Hunting is a universal trait in the feline world. Methods vary: some cats, like the lion, prefer to hunt in groups and will surround their prey before tearing it apart with sheer strength and power. The cheetah lies in wait for its prey to come close, then captures it in one blurry-fast sprint. Jaguars kill their captured by sinking their teeth straight down into the brain, while most cats instead dispatch them with a swift bite to the throat. Clouded leopards stalk their food through dense undergrowth before pouncing, leaping or jumping and landing on the poor unfortunate from above. Some cats fish, while others prefer to concentrate only on land animals. Tactics and techniques change from species to species, but one thing remains the same: all cats are fierce hunters.

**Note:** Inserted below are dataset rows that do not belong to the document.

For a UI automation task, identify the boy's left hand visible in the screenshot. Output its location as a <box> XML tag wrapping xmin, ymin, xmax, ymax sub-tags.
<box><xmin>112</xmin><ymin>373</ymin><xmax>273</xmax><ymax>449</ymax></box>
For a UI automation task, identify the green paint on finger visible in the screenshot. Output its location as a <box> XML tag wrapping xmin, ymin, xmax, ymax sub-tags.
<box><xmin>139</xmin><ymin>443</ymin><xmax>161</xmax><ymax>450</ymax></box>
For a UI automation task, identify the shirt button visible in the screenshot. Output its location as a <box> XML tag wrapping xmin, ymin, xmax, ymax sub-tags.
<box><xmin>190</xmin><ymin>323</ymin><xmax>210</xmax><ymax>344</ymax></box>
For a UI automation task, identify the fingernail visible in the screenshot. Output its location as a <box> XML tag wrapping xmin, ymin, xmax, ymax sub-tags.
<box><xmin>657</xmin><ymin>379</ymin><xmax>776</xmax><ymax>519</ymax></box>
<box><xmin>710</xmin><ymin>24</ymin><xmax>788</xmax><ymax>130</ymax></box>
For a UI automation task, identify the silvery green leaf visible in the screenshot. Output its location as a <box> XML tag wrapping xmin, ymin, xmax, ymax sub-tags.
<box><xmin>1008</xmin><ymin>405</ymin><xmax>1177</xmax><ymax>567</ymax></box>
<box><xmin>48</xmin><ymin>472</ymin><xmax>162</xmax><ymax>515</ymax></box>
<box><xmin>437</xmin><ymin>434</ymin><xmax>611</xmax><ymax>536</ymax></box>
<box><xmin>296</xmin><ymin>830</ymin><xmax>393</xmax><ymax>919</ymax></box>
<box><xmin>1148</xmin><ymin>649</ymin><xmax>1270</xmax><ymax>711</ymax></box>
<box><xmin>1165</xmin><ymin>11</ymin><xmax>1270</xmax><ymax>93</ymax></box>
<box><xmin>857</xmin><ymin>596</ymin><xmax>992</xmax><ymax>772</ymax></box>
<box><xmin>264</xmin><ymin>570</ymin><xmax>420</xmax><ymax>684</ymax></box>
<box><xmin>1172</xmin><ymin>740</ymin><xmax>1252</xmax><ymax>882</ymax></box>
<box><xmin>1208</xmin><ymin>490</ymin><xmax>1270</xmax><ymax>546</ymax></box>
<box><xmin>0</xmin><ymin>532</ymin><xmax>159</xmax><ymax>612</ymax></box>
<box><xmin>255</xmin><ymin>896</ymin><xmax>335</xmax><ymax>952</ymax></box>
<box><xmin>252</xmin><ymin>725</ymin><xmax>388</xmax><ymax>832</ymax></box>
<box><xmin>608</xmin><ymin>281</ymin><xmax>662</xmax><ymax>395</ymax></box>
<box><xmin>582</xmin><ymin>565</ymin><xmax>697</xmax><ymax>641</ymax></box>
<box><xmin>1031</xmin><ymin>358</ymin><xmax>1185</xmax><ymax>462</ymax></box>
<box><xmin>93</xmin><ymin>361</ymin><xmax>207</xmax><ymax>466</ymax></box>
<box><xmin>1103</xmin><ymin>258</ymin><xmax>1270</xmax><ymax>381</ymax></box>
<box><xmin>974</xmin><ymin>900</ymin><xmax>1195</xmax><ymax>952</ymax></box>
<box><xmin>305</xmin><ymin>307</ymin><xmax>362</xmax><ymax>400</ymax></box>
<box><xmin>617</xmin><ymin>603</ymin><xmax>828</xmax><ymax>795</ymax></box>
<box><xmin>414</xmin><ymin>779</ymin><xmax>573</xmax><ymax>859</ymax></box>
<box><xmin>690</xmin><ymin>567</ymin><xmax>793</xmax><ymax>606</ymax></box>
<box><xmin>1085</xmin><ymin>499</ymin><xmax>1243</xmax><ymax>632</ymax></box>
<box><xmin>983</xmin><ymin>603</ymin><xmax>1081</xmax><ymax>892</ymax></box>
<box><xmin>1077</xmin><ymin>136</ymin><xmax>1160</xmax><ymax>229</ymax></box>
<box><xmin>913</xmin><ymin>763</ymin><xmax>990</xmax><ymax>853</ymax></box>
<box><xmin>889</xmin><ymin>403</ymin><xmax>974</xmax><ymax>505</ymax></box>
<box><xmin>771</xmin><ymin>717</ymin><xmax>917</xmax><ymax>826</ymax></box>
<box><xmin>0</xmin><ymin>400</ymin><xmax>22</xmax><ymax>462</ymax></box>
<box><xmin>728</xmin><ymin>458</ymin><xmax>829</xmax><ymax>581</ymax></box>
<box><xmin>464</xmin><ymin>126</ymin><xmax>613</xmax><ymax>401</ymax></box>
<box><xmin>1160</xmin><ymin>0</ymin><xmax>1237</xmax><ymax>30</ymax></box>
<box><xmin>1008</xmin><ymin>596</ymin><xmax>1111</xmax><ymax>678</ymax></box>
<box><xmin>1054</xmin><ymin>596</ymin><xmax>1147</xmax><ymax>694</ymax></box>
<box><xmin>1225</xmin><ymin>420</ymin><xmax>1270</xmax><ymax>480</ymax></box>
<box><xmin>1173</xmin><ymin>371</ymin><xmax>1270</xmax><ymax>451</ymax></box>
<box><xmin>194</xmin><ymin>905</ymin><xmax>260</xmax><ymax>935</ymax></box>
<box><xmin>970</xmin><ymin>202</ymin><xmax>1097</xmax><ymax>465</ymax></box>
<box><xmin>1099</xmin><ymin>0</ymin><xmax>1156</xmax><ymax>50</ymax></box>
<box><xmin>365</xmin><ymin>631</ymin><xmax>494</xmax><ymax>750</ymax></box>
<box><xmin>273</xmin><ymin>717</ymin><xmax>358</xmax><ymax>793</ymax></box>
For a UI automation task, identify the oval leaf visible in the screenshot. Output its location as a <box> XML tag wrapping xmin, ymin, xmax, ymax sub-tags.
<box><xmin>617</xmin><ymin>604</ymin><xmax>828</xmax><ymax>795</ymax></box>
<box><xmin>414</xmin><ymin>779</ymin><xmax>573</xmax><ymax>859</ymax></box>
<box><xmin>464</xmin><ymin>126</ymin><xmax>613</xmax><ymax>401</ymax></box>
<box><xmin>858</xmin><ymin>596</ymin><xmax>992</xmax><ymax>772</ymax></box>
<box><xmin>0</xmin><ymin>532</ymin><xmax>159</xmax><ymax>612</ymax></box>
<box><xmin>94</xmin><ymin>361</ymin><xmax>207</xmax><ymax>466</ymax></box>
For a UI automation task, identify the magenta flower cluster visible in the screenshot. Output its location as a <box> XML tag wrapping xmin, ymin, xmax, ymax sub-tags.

All Cats are Opportunistic Feeders

While it’s true that hunting is a universal trait, that doesn’t mean that cats will turn down other food if it’s on offer. Even the most diet-specialised of felines will respond to finding carrion or another food source laid out for them, and a few species are expert thieves – lions quite often seize upon another’s prey, for example. If it’s there and it’s meat, a cat will eat it. Feral cats and some species like bobcats who have adapted to semi-urban environments will actively scavenge, too, finding food sources in bins and dumps when the local wildlife produces slim pickings.

There’s some evidence that this tendency is detrimental to big cats kept in captivity. They need to hunt; it keeps them fit, healthy and sane. If they’re fed too often, though, they get lazy – why do all that chasing when there’s food right there for them? This can cause health problems in some species. Thankfully for both us and for our beloved companions, domesticated cats do not appear to be amongst those species – at least partly because many of them are so highly bred as to be remarkably incompetent hunters.

Feline Eating Habits

Big Male Lion Eating An Animal Carcass

All Cats Conserve Water

Excepting certain health problems, all species of feline are good at surviving without water. Precisely how long for varies, and depends heavily on their diet – a domestic housecat fed exclusively on dry food will make it a little longer than a human’s three days but not by much, while certain species adapted for desert life who eat freshly-killed or even still-live prey can sometimes go for months without a drink. It’s not that cats don’t need water; it’s more that they need so little of it that generally speaking the water and humidity available in the blood and organs of their food is more than enough.

Of course, surviving without liquid in this way isn’t ideal for any cat – it affects their health and performance just as you might expect. The fact remains, however, that they’ve evolved to be better able to cope with thirst than an awful lot of land mammals. This is an invaluable trait for an animal who has for large portions of its history lived mostly in arid climes, and is thought to be one of the reasons that felines tend to come out of droughts better off than many of their competitors.